The reports, which were obviously bogus, were the work of activists on TikTok, programmers, and Twitter and Reddit users who said they wanted to ensnarl the site’s administrators in fabricated data.

Their digital dissent was part of a wave of reaction against the Texas law, which bans most abortions after about six weeks of pregnancy and makes the state the most restrictive in the nation in terms of access to abortion services.

Well, now the site is facing another headache. Its web-hosting service, GoDaddy, is giving it the hook tout de suite. 

Gizmodo:

“We have informed prolifewhistleblower.com they have 24 hours to move to another provider for violating our terms of service,” Dan C. Race, a GoDaddy spokesman, told Gizmodo in an email. The company first informed the New York Times of the 24-hour window to find another hosting provider “late Thursday,” meaning it likely has just hours to do so or, presumably, it will go offline.

Prolifewhistleblower.com apparently ran afoul of the section in GoDaddy’s TOS that says a customer can’t use the platform if it “violates the privacy or publicity rights of another User or any other person or entity, or breaches any duty of confidentiality that you owe to another User or any other person or entity.”

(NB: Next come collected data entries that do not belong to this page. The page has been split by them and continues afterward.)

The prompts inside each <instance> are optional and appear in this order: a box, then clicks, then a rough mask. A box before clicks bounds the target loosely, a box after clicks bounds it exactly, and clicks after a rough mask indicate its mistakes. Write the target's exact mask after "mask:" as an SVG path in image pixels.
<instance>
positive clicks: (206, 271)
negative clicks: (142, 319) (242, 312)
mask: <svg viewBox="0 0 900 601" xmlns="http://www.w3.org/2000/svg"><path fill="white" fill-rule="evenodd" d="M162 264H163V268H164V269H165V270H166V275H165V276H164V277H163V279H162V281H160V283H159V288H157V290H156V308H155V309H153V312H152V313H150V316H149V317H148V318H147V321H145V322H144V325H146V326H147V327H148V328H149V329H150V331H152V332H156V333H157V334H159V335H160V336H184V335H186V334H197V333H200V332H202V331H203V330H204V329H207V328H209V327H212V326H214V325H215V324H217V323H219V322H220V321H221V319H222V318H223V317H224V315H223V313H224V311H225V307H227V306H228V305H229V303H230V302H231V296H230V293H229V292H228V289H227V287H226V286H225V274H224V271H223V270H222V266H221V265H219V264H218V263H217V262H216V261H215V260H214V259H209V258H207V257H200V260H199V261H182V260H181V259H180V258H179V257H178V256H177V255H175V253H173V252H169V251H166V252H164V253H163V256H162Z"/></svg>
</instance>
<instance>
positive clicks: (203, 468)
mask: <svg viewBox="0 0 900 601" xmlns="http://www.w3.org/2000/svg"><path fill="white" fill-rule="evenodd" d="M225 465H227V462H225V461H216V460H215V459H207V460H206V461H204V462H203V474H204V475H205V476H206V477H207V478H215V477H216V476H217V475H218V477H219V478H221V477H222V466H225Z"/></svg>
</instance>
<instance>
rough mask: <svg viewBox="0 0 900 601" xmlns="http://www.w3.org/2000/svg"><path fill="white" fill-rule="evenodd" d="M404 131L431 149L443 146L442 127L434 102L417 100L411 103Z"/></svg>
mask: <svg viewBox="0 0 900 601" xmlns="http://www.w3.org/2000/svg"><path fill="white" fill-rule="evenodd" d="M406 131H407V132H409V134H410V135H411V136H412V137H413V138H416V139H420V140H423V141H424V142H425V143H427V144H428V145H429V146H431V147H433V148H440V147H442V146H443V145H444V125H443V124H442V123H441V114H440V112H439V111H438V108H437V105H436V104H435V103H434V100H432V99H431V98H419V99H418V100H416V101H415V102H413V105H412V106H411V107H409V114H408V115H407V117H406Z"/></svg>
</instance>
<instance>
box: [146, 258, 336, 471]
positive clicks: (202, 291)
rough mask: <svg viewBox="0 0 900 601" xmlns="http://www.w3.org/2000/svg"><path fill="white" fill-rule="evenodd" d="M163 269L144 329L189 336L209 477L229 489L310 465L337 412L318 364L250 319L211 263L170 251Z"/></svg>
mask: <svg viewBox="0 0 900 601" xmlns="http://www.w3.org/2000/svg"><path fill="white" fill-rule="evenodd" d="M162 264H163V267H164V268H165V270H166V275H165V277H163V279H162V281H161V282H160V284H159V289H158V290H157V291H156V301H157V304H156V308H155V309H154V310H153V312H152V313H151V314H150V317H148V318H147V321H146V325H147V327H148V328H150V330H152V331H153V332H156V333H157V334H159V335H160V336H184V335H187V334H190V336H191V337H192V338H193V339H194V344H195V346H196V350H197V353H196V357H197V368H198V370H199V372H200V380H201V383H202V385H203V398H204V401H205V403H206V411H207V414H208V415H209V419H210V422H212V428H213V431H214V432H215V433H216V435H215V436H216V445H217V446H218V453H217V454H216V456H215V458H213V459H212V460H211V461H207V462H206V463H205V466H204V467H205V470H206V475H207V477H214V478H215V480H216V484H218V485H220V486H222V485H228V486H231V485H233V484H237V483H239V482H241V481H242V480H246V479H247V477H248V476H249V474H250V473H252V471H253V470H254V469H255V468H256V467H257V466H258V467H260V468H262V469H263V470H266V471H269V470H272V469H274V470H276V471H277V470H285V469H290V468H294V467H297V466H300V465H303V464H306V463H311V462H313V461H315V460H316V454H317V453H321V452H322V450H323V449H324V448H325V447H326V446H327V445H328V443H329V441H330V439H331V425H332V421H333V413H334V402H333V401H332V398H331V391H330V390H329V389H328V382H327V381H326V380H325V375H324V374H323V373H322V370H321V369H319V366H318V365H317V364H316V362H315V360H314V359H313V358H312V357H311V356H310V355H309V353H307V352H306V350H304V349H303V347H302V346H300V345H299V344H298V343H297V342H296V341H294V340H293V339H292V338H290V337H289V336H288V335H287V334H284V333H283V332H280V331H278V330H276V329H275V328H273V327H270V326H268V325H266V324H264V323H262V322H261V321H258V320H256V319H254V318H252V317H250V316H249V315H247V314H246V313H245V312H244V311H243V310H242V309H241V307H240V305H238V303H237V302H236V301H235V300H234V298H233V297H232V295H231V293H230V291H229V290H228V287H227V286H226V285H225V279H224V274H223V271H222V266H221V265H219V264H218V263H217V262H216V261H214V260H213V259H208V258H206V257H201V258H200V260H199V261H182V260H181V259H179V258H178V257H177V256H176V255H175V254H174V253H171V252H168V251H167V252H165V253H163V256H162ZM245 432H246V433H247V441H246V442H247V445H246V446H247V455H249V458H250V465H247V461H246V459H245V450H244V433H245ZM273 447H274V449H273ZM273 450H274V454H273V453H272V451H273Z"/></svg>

Those terms would appear to prohibit snitching on Goody Osburn for cavorting in the forest with the Devil at midnight, or for seeking a safe, legal, and medically prescribed abortion.

Of course, it shouldn’t be too difficult for this egregious yeti turd of a website to find a new web host, but one assumes our own pro-choice “vigilantes” could make the site all but unworkable if people continued to flood it with gibberish.

As VICE News has reported, that’s apparently a pretty easy trick for some of the more tech-savvy of our allies to pull off.

Friday evening, the forced birthers behind the vigilante site took to Twitter to respond.

It seems safe to assume that hacktivists will take that invitation to “come back soon” to heart. Keep it up, pranksters. Texas thought it was being awfully clever with its reprehensible bounty system for punishing pro-choice scofflaws. Maybe they’re not quite as clever as they thought.

Make them pay.

Editor’s Note: This story has been updated to reflect Texas Right To Life’s response.